The challenging site posed numerous constraints including a 45m span over Network Rail lines, a restricted landing site at one end including a 4.5m drop in level, a minimum road height clearance for buses in the central span, a set podium launch level at Chiswick Park, and a curved horizontal alignment, all set within a complex urban environment hemmed in by railway lines, roads, residences, a business park and a nature reserve.
A key feature of the structural design was minimum self-weight, so the 45m Network Rail span could be lifted from Chiswick Park while fully fitted out. As such, the use of steel was instrumental in the successful delivery of this bridge, not only for the main arches, but also for the deck itself. The arch was designed as a network arch with close centred crossed cables, which act as a stiff mesh to control pedestrian dynamic effects.
Durability and minimum maintenance requirements led to the use of weathering steel for the primary structure and stainless steel for the hanger cables and architectural metalwork.
The curved geometry of the deck and arches required parametric modelling to create geometry and analysis models. These were used to create the geometric definition of every steel plate in a format suitable for the steelwork contractor’s fabrication model, which avoided the need for 2D fabrication drawings and potential errors. These geometry models were also used to perform checks against the as-built 3D site surveyed data. A series of bespoke error checking tools were developed to assess the deviation from perfect form, which facilitated rapid geometry agreement on site for the critical arch sections.

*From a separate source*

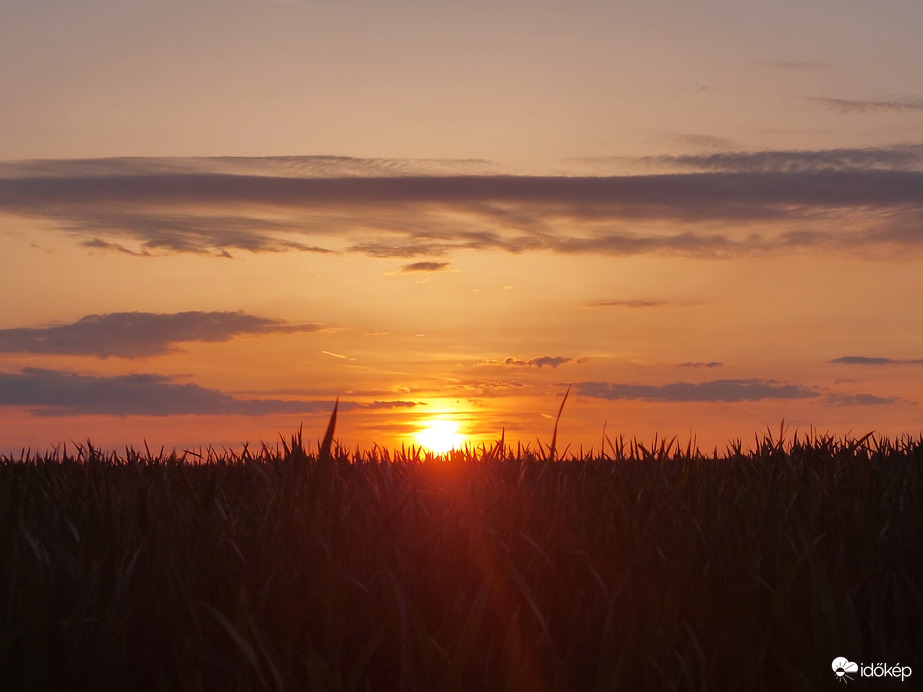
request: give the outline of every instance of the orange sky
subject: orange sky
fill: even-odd
[[[80,5],[0,17],[0,453],[923,430],[919,3]]]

An ambitious construction programme was based around a ‘kit of parts’, maximising offsite fabrication and minimising the extent of complex on-site works. Each span was assembled in a separate compound and the three spans were then lifted into place during 2 weekends with road closures and a rail possession.
The construction of the UK’s first network arch footbridge built around a curve, in a challenging urban site, using bespoke surveying and control processes and an innovative cable stressing sequence, to budget and programme was a stunning success.